Cluster terminate messages are not displayed in cluster log
Moved from HPCCloud #597
Been looking at the cluster_log_url and it's
http://localhost:9999/api/v1/clusters/59497ecf0640fd17c3a5fbdf/log
That would be the localhost of the machine right though? The line %s/clusters/%s/log appears a few places and we're passing different base URL's to it.
-
task.taskflow.girder_api_url -
cumulus.config.girder.baseUrl -
getApiUrl()
@TristanWright That is the problem. 9999 is the port for the dev server not girder I think. I would guess in this can the third option is being used. We can't rely on getApiUrl(). We should be using cumulus.config.girder.baseUrl ro the girder_api_url from the taskflow object.
I think I have a fix, culprit was getApiUrl here. Should the other uses of getApiUrl be swapped with cumulus.config.girder.baseUrl?
What I'm a bit curious about is why the URLs stopped working too?

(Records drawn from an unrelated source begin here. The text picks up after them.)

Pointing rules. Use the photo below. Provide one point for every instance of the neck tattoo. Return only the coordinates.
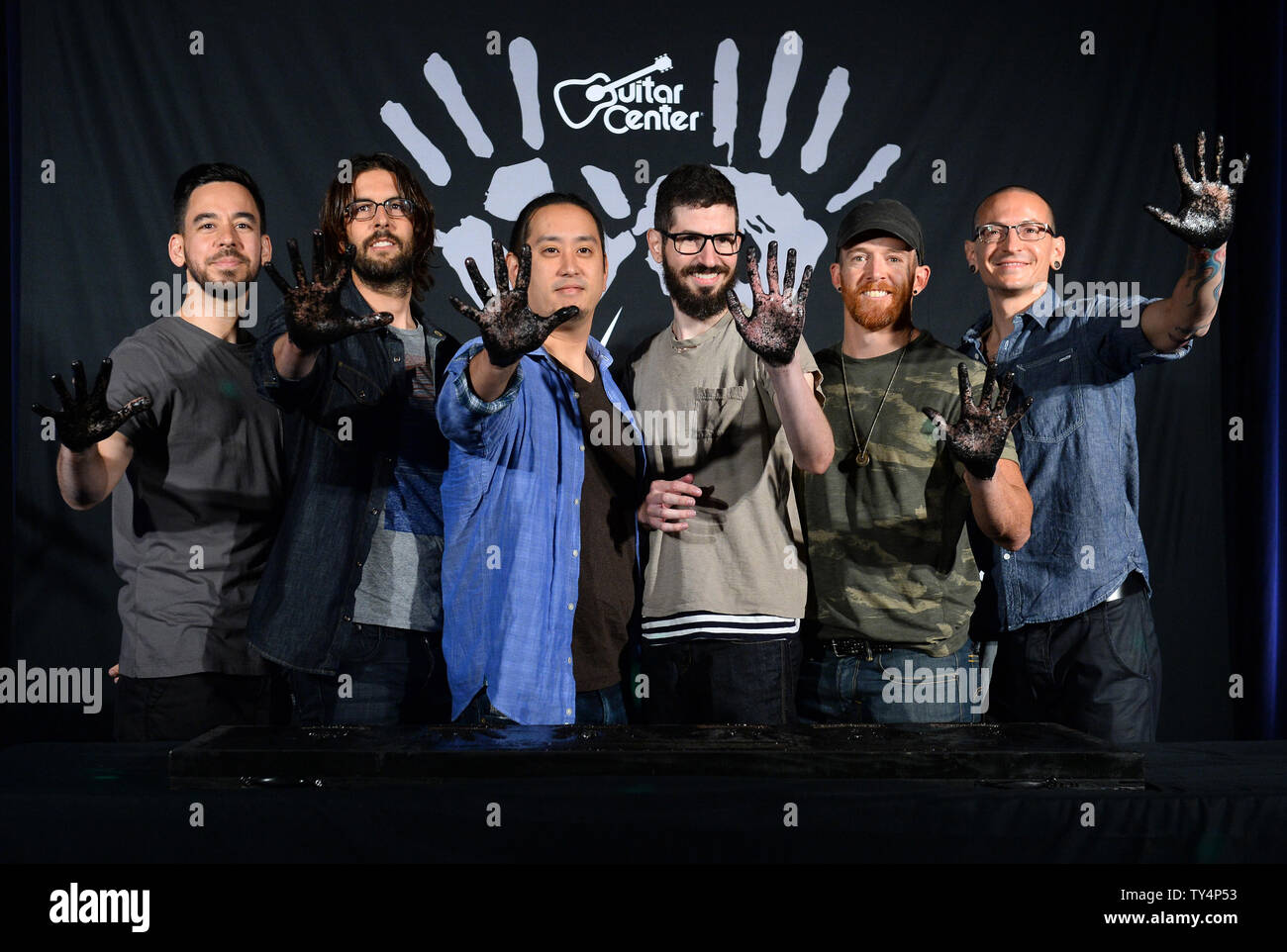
(860, 454)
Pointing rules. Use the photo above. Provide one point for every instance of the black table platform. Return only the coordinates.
(233, 757)
(111, 803)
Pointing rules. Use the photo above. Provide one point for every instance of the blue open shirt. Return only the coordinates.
(511, 515)
(1077, 453)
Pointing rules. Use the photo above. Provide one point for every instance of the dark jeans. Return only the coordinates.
(185, 707)
(385, 676)
(1099, 672)
(897, 686)
(603, 707)
(708, 681)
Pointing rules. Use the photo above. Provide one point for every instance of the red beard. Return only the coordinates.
(876, 314)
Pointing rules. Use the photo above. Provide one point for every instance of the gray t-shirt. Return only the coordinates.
(400, 578)
(194, 515)
(707, 407)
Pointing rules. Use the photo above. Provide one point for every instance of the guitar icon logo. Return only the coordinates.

@TristanWright Yes, we should not be using getApiUrl(...) for urls that end up being calling from with a celery worker. It would be good to clean these up. Its possible that this worked in the pass it everything was running on the same machine or the hostname inside and outside the VM where the same, not sure :man_shrugging:
I cleaned them up in 1da84ba035c1f350acaf95e069655ee5b282a9e5 and fixed tests with them
getApiUrl is in three other files
- /girder/cumulus/server/utility/cluster_adapters.py
- /girder/cumulus/server/volume.py
- /girder/cumulus/server/job.py
None of these should be called from the celery worker right?
@TristanWright These should be changed as well.